Opportunity
Traditional fitness tests and physical activity assessments are largely conducted manually by human assessors (e.g., coaches or teachers). This process is time-consuming, labor-intensive, and subjective, especially when assessing large groups such as students in schools or members in gyms. Existing computer vision systems for fitness testing remain complex and still require manual review of the data. Many current systems also require subjects to wear expensive sensors or actigraphy devices. Furthermore, visual assessment alone can be inaccurate, with technique errors often missed.

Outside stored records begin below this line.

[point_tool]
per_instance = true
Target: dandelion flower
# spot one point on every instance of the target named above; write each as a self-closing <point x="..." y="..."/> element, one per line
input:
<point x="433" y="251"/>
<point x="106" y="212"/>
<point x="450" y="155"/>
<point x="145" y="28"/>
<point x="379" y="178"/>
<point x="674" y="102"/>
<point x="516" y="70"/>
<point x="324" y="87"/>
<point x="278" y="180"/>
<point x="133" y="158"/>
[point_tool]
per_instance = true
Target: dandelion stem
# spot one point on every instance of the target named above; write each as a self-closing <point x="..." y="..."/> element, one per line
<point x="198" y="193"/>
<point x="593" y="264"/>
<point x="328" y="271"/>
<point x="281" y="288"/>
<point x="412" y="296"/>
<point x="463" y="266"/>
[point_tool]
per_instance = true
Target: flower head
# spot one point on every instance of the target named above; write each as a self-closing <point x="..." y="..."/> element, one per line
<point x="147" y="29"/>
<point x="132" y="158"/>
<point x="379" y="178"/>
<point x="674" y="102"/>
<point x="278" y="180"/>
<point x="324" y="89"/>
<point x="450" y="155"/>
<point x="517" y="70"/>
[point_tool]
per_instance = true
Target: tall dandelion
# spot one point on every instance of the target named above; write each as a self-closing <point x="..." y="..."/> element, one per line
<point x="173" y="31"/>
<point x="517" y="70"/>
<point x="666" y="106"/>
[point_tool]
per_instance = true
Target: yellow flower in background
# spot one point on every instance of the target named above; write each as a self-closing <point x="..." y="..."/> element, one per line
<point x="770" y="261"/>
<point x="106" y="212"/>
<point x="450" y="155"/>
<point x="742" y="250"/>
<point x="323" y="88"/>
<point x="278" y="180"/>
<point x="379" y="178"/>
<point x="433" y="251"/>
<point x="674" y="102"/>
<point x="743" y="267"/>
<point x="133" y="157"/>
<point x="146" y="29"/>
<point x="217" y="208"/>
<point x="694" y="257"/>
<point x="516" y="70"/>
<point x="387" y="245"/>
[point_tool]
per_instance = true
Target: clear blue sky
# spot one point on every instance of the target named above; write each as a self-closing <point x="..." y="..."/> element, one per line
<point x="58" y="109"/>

There is a clear need for an automated, objective, and cost-effective system that can identify a physical activity being performed, assess its quality, and provide feedback without requiring specialized wearable equipment or constant human supervision.
Technology
This patent presents a physical activity assessment system that automatically identifies an activity (e.g., push-ups, dance, martial arts) and evaluates how well a subject performs it. The system uses one or more cameras (preferably multiple for stereo depth estimation) to capture video of a subject. A computing apparatus receives the video and applies a 3D pose estimation process using a convolutional neural network. The network identifies keypoints (joints) and limbs in each frame. From this, the system generates a 3D frame model (a wireframe or skeleton representation) of the subject.
The processing unit then determines the 3D spatial positions and movement of keypoints and limbs. It calculates functions between keypoints (e.g., joint angles, limb orientations, posture correctness) both in static poses and during motion. Based on these movements and functions, the system identifies the type of activity being performed. It then automatically scores the activity by comparing the subject's performance against a reference model of an ideal performance stored in a database. The score can be quantitative (e.g., number of correct repetitions) and/or qualitative (e.g., form quality). The 3D frame model and score are displayed on a screen, and the model can be manipulated (rotated, panned) by the user for multi-angle analysis. The system can also generate an avatar from the 3D frame model for virtual world applications.
Advantages
- Fully Automated Assessment: Eliminates manual review by human assessors, saving significant time and labor.
- Objective Scoring: Provides consistent, quantitative/qualitative scores based on comparison with an ideal reference model, reducing human bias.
- No Wearable Sensors: Uses only standard cameras, making it low-cost and easy to deploy.
- Real-Time Feedback: Can display scores, feedback, and highlighted technique errors (e.g., incorrect joint angles) to help subjects improve.
- Scalable for Groups: Ideal for assessing large numbers of students or athletes simultaneously (e.g., in schools or gyms).
- 3D Model Manipulation: Users can rotate and view the 3D frame model from any angle for thorough analysis.
- Gamification & Engagement: Scores and feedback can be used to create competitions and track progress.
Applications
- School Physical Education: Automated fitness testing (push-ups, sit-ups, etc.) aligned with curriculum standards (e.g., Hong Kong Education Bureau).
- Gym & Personal Training: Self-assessment for clients to check exercise form without a trainer present.
- Sports Coaching: Analyzing technique in dance, martial arts, fencing, yoga, or other sports.
- Virtual Fitness (Metaverse): Animating avatars based on real subject movements for remote group workouts.
- Medical Screening: Identifying muscular or skeletal issues by detecting abnormal movement patterns or postural weaknesses.